Publicação: 18/09/2021 06:30

As sociedades pelo mundo assistiram, nos últimos anos, diversos “rótulos” difundidos através das redes sociais e fóruns on-line que, pouco a pouco, começaram a ser tomados como verdade por parte expressiva da população e até oficializados por governos. É o caso da nova fase de demonização do educador Paulo Freire. Visto como subversivo na ditadura de 1964-1984, o professor pernambucano se tornou o “bode expiatório” da nova direita para justificar uma suposta hegemonia das esquerdas na educação e na cultura, mas também como parte de um revisionismo histórico em relação ao regime militar. Isso foi tão difundido que o atual governo federal não realizou nenhuma ação ou programação em comemoração ao seu centenário, celebrado neste domingo, mesmo sendo Freire o patrono da educação brasileira.

Independentemente das épocas, é possível encontrar um mesmo propósito nos discursos em crítica ao pedagogo: Paulo Freire teria objetivos políticos em sua atuação. Nos anos 1960, o argumento era usado em torno da campanha de alfabetização, realizada com camponeses adultos. Na atualidade, todo o seu legado é posto em xeque, sobretudo a "pedagogia do oprimido”. Neste mês, essa perspectiva chegou a aparecer na revista estadunidense de viés liberal Economist, que citou Freire como um teórico influente para a nova “esquerda autoritária americana”.

“SUBVERSIVO”

O doutor em história Dimas Veras Brasileira e professor do IFPE, que prepara o artigo Pedagogia do amor em tempos de ódio on-line: Contribuições político-pedagógicas de Paulo Freire, contextualiza que o processo de construção do pensamento do educador se deu após a redemocratização de 1945, quando existia um senso muito forte de democracia. “Ele começou ensinando em instituições ligadas ao setor patronal, como o Sistema S, da Confederação Nacional da Indústria. Quando vai para a universidade, que era igualmente conservadora, já existia uma reflexão de crítica a esses ambientes, dentro do que estava sendo feito”.

No começo dos anos 1960, Freire estendeu a sua atuação para mais instituições, como o Serviço de Extensão Cultural da Universidade do Recife, e começou as primeiras campanhas de alfabetização, projeto que ganha atenção internacional após experiências em Angicos (RN). “A ideia era alfabetizar, mas dando consciência às pessoas a partir de suas leituras de mundo. Ela aprenderia a ler a palavra, ao mesmo tempo em que aprenderia a ler o mundo em sua volta. Isso não ocorria a partir do posicionamento do professor, que era apenas mediador do processo e coordenador de debates”, diz Dimas.

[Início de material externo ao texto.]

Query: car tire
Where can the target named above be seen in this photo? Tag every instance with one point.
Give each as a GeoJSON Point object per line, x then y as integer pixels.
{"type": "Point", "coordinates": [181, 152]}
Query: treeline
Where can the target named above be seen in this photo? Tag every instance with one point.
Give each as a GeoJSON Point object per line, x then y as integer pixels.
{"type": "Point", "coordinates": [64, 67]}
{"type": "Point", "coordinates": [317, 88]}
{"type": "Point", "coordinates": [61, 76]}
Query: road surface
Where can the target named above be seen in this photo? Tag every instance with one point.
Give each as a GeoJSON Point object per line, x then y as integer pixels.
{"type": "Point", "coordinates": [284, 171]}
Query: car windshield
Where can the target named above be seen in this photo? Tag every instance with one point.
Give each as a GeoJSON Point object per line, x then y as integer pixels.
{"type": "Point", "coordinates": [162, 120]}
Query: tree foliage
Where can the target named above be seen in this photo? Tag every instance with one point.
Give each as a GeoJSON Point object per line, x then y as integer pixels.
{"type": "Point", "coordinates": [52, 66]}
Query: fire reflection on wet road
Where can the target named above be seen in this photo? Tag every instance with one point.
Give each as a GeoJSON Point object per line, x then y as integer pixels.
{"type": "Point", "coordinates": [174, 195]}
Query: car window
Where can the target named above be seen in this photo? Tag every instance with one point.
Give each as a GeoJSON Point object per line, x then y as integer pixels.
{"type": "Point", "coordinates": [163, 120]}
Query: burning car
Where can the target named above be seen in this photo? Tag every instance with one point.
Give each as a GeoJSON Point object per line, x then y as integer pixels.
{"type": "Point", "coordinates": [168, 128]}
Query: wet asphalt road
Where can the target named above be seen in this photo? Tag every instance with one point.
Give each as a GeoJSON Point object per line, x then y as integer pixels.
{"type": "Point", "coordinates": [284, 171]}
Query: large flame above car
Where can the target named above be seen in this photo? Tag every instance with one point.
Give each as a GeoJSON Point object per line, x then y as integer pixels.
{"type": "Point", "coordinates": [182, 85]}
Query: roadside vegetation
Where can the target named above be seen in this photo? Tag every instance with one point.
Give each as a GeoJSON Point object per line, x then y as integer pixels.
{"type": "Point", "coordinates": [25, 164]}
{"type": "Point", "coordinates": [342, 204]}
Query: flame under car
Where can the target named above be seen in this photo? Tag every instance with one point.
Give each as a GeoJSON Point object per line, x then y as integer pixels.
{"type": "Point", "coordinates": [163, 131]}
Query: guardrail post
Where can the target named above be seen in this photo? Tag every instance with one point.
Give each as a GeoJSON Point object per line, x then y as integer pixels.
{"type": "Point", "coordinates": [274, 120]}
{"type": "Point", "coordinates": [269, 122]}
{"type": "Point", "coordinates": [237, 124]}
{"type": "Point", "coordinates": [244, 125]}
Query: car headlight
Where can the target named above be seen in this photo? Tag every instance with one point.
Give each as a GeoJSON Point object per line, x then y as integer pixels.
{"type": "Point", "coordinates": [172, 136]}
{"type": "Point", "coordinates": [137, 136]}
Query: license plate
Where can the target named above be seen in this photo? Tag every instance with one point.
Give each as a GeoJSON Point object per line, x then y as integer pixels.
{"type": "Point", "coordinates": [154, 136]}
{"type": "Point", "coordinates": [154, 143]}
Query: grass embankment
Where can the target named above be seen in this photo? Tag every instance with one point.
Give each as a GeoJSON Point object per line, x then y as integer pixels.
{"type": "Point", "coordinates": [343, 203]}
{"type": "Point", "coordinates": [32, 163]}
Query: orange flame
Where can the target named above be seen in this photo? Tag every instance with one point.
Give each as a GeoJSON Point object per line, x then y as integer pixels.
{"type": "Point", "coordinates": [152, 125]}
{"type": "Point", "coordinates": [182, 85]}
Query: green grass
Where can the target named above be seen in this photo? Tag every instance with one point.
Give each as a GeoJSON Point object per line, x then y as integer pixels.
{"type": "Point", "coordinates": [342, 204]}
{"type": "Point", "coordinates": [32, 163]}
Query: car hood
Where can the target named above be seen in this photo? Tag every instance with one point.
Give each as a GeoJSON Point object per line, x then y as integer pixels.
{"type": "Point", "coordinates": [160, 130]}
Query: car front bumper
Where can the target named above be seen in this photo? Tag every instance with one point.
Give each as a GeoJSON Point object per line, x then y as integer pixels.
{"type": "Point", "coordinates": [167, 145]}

O então presidente João Goulart escolheu o método para criar um Programa Nacional de Alfabetização, o que tornou o educador um alvo da campanha midiática conservadora antes e depois do golpe: seu método seria subversivo, com objetivo ideológicos tendendo ao comunismo. “A ideia do plano era alfabetizar 20 milhões de pessoas, numa época em que analfabetos não podiam votar. Isso faria uma diferença eleitoral. Contudo, é importante ressaltar que o projeto modernizante-conservador (dos grupos que iriam articular o golpe) perdeu todas as eleições para presidente desde 1946”.

CRÍTICAS ATUAIS

A questão da “neutralidade” no ensino voltou com peso ao debate público em meados da década passada, com o crescimento do movimento Escola Sem Partido. “Para Freire, a neutralidade é impossível”, pontua Dimas. “Para ele, a educação é um ato político, em que é preciso afirmar a sua posição para que não exista um diálogo manipulador. Você sabe qual é a visão de mundo do outro, o que possibilita um diálogo aberto e democrático.”

A nova onda de críticas ao educador começam a ficar nítidas por volta de 2015, através das redes sociais e nos protestos contra o segundo governo de Dilma.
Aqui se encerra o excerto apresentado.